The prospective owner of troubled Scottish giants Rangers admitted Tuesday that British tax officials will vote against his proposal for a way to exit administration.
Charles Green, who is leading a consortium aiming to buy the club, had hoped to persuade creditors to agree to a Company Voluntary Arrangement (CVA) -- where creditors are offered a percentage of total monies owed -- thereby allowing Rangers to exit administration.
However, the decision of Her Majesty's Revenue and Customs (HMRC) -- which are owed more than £21 million ($32.6m) -- means that Green must now instead push ahead with plans to buy the club's assets and form a new company, a move which could force them to apply for re-entry to the bottom tier of the Scottish league.
Green said in a statement: "I am hugely disappointed by the decision of HMRC not to support the CVA proposal and that disappointment will be felt acutely by Rangers fans across the world."

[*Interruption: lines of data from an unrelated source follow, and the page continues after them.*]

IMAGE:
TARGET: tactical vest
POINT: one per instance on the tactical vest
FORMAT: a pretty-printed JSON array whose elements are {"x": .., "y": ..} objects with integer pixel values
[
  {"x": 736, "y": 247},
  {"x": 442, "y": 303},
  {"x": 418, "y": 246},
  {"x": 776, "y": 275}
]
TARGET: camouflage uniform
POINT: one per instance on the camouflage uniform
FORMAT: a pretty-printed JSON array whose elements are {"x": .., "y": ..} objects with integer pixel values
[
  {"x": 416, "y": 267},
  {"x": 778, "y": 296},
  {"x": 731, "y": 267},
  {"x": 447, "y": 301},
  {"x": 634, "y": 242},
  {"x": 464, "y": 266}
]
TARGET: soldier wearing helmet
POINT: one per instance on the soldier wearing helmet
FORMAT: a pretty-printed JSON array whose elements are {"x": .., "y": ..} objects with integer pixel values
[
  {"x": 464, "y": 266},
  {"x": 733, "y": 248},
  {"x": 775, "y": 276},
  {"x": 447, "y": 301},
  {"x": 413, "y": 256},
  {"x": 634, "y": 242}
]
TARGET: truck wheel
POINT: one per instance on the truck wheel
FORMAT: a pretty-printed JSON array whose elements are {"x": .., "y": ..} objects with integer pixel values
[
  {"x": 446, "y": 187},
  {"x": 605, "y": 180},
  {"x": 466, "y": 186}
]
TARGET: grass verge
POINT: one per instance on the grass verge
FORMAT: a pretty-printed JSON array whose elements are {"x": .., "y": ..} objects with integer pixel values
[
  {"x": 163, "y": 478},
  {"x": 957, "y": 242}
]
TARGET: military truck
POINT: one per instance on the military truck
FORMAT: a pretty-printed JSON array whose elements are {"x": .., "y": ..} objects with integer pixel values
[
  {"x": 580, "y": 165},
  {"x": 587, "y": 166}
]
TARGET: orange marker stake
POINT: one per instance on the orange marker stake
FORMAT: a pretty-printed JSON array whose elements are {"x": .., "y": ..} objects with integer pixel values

HMRC believe their decision to force liquidation will allow them to pursue individuals for the debt.
A statement from the tax authority read: "A liquidation provides the best opportunity to protect taxpayers, by allowing the potential investigation and pursuit of possible claims against those responsible for the company's financial affairs in recent years.
"A CVA would restrict the scope of such action.
"Moreover the liquidation route does not prejudice the proposed sale of the club. This sale can take place either through a CVA or a liquidation.
"So the sale is not being undermined, it simply takes a different route.
"Liquidation will enable a sale of the football assets to be made to a new company, thereby ensuring that football will continue at Ibrox.
"It also means that the new company will be free from claims or litigation in a way which would not be achievable with a CVA.
"Rangers can make a fresh start."
If Green forms a new company, he will have to apply to the Scottish Premier League (SPL) to acquire Rangers' share in the competition. The clubs themselves will decide whether to accept.
A new Rangers would not be able to compete in Europe for three years under UEFA rules.
Rangers' administrators, Duff and Phelps, released a statement saying that Green's consortium will move to acquire the club's assets immediately after the formal rejection of the CVA proposal at a creditors' meeting at Ibrox on Thursday.
HMRC's court action forced Rangers into administration on February 14 after the club failed to pay millions of pounds in taxes due following the takeover by Craig Whyte in May last year.
Rangers could also face an additional tax bill of up to £75million over their use of Employee Benefit Trust payments to players and staff between 2001 and 2010, which were the subject of a tax tribunal in January.
This scheme, which was administered by the company of former owner Sir David Murray, is also the focus of an SPL investigation into alleged undisclosed payments to players.